USDA signals it will revisit rules on able-bodied food assistance eligibility: As announced by the U.S. Department of Agriculture, which oversees the Supplemental Nutritional Assistance Program (SNAP): “Under normal circumstances, adults who are age 18-49, able to work, and do not have dependents are not able to receive SNAP benefits for more than 3 months within a 3 year period unless they are working, enrolled in a work program, or participating in some combination of those two for 80 hours each month. The vacated rule limited states’ ability to request waivers of the time limit to certain restricted conditions. The time limit is currently suspended due to the COVID-19 public health emergency. USDA plans to publish a notice in the Federal Register to confirm its return to long-standing regulations that existed prior to the publishing of this rule.

Biden Administration considering extending ban on housing eviction: As reported by the Washington Post: “The Biden administration is weighing whether to extend a soon-expiring federal policy that prohibits landlords from evicting their cash-strapped tenants, as the U.S. government seeks to buy more time for an estimated 10 million families who have fallen behind on their rent.

The extension under discussion could run at least through July, according to two people familiar with the matter who spoke on the condition of anonymity to describe a decision that isn’t yet final. Without it, the federal eviction ban is set to lapse in seven days, opening the door for some Americans to be removed from their homes. […]
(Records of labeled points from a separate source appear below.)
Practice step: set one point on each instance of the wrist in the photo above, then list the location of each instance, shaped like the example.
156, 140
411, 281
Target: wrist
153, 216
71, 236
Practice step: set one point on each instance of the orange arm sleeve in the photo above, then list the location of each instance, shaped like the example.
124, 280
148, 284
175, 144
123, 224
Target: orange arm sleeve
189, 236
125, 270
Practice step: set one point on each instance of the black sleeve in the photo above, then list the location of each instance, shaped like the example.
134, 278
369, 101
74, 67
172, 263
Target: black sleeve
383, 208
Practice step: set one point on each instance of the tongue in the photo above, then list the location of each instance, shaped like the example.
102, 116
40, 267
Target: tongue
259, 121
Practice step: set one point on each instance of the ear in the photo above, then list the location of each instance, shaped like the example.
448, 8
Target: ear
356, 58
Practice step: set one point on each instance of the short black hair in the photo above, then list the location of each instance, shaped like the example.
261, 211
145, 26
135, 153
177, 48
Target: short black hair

The Biden administration is also discussing some limited, additional policy tweaks to the moratorium, the two people familiar with the matter said. […]
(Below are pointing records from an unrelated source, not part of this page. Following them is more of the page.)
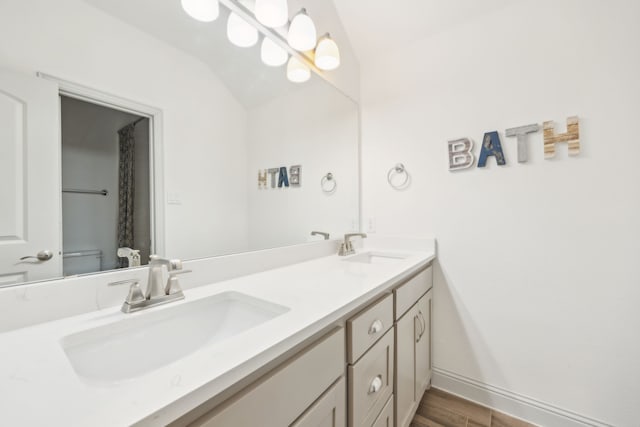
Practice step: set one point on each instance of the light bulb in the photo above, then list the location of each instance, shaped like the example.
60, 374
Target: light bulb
202, 10
302, 32
240, 32
327, 54
297, 72
272, 13
272, 54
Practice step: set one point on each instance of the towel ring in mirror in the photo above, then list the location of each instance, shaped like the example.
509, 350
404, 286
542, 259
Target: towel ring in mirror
398, 171
328, 184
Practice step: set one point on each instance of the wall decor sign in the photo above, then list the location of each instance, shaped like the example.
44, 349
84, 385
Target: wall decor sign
461, 150
279, 177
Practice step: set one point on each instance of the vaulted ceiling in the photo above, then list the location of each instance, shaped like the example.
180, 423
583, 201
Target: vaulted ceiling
376, 26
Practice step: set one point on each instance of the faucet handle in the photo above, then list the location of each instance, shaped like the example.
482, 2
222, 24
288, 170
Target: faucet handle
135, 293
173, 286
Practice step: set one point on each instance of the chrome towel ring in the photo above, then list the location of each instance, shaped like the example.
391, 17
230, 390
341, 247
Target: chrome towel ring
328, 184
402, 181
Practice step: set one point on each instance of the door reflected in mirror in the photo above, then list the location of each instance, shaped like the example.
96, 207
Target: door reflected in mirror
106, 200
221, 119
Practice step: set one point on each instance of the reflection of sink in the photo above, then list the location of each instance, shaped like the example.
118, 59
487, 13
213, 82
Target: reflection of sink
376, 258
148, 341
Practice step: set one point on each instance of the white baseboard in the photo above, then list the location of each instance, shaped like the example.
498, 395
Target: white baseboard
514, 404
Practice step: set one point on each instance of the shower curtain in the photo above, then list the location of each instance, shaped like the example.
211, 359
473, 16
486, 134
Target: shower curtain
126, 189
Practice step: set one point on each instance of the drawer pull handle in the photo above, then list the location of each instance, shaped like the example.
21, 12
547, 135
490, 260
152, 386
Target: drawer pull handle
376, 327
376, 385
423, 322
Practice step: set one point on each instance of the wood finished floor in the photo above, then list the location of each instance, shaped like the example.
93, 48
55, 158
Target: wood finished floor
441, 409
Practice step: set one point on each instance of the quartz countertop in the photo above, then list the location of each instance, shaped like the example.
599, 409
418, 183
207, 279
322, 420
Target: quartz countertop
38, 385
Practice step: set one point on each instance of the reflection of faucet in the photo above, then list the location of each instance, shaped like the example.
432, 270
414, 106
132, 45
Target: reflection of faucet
132, 255
157, 293
320, 233
346, 247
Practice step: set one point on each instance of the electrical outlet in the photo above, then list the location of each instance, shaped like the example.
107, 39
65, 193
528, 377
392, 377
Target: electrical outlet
173, 199
371, 225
The Biden administration also has weighed taking a greater role in enforcing the moratorium against landlords who refuse to honor it, the person added. Other, more robust changes seem unlikely, reflecting housing experts’ belief that Congress should adopt a more sweeping solution.”

Department of Education announces relief for student loan holders with total and permanent disabilities. Per the Department’s press release: “The Department of Education (Department) announced relief for certain borrowers who have received student loan discharges due to total and permanent disability. These changes will ensure no borrowers are at risk of having their loans reinstated, meaning they would have to repay their debt—for failure to provide earnings information during the COVID-19 emergency.”